In the rural district of Almopia in the northern Greek region of Pella, the day begins early at this time of year for the area’s farming community. Before 7 am, pickup trucks filled with workers leave the villages, and shortly afterwards they begin harvesting the area’s “white gold”, white asparagus, from a total of 5,500 stremmas of cultivated land.
A few hours later, the first vehicles return loaded with the crop to cooperative warehouses, where the day’s initial harvest is unloaded. Almost all of it is destined for export. Germany, the Netherlands, Belgium, France, and Italy account for up to 99% of Almopia’s white asparagi production.
“It is its early harvest and the sun of Greece that make our asparagus sought after in Europe,” Yiannis Trypkos, one of the region’s longest-serving asparagus producers and a member of the ASSPA cooperative, told Voria.gr.
The Agricultural Cooperative “Synergasia Almopias” (ASSPA), although relatively new, is presented as an example of how a collective farming effort can develop. Founded eight years ago with six members, it now has its own certified sorting and packaging facility, employs more than 80 staff and has grown to 78 members. During the current harvest period, workers at the cooperative’s facilities operate in two shifts to process and package around 10 tonnes of white asparagi per day.
“Even some bulbs that are thinner or have some deformation compared to others and are not marketable are separated and sold for animal feed.
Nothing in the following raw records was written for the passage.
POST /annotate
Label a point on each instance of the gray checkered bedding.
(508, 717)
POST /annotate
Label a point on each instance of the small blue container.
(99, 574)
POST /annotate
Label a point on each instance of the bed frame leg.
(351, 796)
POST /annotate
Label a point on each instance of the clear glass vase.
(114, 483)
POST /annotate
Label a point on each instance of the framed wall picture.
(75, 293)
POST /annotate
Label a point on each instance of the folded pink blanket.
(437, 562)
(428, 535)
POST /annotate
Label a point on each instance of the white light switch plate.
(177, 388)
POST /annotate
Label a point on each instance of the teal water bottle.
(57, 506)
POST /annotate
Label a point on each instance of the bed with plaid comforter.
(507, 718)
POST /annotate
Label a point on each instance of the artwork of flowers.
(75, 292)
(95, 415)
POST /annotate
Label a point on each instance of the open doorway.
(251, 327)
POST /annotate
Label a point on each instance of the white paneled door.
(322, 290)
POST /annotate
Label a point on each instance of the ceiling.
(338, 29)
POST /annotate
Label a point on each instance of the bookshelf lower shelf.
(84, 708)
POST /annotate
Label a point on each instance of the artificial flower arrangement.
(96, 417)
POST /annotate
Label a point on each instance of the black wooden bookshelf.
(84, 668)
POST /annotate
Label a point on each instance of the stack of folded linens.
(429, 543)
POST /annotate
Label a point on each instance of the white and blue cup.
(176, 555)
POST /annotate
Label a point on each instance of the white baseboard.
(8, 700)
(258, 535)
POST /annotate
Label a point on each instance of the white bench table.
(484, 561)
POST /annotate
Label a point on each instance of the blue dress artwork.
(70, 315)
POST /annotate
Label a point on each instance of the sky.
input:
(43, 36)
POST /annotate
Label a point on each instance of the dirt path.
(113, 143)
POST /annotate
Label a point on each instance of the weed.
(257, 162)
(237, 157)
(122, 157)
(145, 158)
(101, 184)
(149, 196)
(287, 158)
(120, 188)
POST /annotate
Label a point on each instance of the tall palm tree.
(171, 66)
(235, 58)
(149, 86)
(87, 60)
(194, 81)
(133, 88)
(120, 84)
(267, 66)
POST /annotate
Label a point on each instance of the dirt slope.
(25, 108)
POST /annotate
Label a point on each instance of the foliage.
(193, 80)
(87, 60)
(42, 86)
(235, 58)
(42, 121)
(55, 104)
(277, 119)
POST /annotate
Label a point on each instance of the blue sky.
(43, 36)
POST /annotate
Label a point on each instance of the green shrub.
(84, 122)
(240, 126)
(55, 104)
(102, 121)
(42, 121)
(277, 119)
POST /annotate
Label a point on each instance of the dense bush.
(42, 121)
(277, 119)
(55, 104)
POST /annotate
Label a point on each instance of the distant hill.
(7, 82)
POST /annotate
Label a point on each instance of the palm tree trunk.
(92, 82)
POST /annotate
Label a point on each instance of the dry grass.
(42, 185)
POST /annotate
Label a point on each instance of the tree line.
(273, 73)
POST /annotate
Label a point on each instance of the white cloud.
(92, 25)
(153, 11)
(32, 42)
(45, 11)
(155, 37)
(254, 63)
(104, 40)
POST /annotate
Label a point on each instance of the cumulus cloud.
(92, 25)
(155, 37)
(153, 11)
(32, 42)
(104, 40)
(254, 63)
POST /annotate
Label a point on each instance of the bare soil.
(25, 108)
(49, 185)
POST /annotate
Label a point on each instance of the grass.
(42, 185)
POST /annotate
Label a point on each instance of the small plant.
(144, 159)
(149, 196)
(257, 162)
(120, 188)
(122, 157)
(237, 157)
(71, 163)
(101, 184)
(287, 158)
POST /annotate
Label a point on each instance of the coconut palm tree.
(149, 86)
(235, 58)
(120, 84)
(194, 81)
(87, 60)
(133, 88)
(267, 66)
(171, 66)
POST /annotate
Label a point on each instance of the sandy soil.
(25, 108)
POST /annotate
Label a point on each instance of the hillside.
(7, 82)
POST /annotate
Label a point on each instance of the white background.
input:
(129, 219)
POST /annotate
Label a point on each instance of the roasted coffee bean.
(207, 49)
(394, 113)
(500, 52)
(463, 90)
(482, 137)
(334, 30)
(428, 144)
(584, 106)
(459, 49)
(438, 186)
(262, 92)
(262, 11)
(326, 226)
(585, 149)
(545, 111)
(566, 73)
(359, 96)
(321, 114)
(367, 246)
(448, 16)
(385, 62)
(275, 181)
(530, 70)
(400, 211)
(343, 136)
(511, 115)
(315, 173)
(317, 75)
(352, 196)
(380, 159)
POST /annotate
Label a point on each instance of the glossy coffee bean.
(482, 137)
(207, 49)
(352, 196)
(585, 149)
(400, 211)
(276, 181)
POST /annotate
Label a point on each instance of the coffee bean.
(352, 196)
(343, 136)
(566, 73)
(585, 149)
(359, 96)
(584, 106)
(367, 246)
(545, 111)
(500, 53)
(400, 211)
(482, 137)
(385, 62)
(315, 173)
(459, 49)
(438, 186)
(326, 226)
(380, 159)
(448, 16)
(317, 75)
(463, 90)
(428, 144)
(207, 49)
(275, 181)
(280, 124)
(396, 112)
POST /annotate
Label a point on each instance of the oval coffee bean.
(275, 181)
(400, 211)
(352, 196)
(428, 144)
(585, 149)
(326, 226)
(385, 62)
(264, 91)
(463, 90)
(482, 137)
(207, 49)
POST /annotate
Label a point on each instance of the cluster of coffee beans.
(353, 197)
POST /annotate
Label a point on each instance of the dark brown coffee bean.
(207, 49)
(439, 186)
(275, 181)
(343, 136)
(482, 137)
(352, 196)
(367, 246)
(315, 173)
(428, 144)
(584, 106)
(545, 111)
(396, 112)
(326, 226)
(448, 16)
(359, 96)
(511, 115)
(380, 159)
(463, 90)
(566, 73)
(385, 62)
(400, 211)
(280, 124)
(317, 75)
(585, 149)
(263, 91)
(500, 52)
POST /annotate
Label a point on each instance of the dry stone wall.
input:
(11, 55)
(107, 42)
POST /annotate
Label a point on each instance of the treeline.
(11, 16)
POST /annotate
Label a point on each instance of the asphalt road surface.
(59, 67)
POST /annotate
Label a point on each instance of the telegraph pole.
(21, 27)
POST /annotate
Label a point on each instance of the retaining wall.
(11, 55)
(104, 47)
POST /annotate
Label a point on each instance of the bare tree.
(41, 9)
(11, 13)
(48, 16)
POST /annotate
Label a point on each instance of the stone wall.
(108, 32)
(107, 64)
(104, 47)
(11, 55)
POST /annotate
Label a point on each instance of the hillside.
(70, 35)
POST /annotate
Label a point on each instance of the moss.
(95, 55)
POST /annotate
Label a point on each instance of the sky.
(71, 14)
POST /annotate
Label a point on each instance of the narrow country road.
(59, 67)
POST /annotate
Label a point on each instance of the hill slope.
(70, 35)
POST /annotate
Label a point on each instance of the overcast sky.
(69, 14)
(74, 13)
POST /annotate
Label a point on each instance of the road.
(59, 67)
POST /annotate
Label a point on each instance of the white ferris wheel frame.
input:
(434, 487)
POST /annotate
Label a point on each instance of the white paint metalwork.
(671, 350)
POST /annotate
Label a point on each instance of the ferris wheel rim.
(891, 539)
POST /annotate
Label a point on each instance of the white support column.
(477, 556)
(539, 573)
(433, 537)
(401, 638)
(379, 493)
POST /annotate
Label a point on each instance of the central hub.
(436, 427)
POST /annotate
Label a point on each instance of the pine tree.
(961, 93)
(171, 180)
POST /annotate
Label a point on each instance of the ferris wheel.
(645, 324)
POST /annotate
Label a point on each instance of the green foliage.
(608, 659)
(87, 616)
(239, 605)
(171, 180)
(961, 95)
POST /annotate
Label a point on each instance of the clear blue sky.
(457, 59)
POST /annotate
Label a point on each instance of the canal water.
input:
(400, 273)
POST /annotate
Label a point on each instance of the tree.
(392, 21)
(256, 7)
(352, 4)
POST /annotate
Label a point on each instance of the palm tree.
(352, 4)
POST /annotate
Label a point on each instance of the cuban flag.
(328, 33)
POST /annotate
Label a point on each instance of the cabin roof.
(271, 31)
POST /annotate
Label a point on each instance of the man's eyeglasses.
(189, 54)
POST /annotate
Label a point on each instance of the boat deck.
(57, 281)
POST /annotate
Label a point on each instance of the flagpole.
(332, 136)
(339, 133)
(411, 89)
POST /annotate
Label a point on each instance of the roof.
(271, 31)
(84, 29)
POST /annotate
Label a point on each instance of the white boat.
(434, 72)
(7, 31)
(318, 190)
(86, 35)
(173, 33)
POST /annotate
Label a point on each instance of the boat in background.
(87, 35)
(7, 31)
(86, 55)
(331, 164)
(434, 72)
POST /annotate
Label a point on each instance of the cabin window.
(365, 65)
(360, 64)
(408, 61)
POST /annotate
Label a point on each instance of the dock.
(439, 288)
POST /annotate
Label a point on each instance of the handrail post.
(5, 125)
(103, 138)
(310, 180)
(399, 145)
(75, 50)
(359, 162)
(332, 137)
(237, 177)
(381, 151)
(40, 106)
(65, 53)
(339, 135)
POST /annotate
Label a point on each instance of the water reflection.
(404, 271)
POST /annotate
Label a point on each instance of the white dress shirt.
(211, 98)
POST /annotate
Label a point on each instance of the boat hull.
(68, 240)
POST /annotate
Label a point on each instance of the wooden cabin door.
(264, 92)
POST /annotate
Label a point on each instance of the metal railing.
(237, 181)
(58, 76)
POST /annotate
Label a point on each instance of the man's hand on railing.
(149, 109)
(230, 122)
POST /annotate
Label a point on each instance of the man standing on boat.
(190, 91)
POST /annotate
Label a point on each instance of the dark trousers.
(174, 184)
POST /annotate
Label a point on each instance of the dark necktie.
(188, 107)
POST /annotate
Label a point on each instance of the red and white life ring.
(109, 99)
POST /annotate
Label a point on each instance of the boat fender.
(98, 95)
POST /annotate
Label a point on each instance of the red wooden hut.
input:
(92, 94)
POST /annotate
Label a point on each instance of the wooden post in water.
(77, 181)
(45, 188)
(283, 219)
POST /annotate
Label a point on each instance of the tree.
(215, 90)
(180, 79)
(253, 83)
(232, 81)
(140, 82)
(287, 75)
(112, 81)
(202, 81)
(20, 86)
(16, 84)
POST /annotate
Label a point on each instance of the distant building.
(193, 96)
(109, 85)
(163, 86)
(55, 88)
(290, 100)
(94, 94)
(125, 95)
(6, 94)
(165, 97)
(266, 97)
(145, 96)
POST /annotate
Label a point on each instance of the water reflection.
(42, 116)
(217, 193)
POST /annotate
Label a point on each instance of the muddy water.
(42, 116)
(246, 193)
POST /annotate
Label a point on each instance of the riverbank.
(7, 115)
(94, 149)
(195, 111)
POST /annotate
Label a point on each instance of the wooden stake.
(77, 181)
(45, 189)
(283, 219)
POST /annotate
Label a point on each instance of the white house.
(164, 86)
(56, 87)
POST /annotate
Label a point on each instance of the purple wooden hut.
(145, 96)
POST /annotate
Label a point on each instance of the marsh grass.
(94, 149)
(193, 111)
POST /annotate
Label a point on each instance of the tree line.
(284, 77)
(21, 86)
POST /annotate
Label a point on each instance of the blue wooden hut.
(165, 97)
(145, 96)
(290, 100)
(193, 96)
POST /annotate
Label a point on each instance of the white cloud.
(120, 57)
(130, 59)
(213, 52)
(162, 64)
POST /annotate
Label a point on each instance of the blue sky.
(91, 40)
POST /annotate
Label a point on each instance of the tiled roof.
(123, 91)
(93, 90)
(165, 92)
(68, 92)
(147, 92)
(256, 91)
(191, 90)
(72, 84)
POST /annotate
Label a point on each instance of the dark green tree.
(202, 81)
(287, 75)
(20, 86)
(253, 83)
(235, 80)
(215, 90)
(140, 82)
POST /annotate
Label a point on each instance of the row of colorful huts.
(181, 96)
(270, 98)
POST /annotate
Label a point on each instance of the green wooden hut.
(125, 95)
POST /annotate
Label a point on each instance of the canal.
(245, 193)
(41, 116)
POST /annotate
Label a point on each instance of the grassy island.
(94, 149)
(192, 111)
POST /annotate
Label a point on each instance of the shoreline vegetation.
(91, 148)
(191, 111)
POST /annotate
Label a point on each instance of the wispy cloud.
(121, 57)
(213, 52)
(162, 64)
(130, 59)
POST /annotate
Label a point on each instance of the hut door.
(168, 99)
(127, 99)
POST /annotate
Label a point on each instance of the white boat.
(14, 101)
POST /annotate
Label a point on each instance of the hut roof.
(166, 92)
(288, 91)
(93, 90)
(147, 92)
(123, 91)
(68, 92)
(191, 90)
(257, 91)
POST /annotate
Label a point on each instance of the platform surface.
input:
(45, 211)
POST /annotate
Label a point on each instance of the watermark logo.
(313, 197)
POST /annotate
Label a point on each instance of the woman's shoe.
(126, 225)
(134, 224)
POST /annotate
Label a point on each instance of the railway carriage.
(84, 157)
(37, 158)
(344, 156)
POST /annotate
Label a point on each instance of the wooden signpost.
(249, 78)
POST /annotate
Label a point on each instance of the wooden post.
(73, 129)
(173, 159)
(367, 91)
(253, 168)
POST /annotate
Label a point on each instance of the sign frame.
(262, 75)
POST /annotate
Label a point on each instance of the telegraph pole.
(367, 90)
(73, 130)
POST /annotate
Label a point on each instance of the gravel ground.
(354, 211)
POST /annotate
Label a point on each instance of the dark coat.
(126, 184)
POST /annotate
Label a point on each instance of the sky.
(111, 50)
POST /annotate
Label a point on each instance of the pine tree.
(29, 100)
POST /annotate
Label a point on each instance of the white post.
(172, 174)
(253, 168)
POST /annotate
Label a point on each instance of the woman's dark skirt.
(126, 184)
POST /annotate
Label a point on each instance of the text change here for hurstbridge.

We utilise everything, we throw nothing away,” said Yiannis Antoniou, president of ASSPA, speaking to Voria.gr. He added that the cooperative operates as a vertically integrated unit, handling not only asparagi but also plums grown in the area. The asparagi is then transported by large trucks to markets across northern and central Europe, before reaching the kitchens of high-end restaurants.
Of the region’s total production, expected to exceed 3,500 tonnes this year, only about 1% will remain in the domestic market. While asparagi is in strong demand abroad, it is rarely found on restaurant menus within Greece.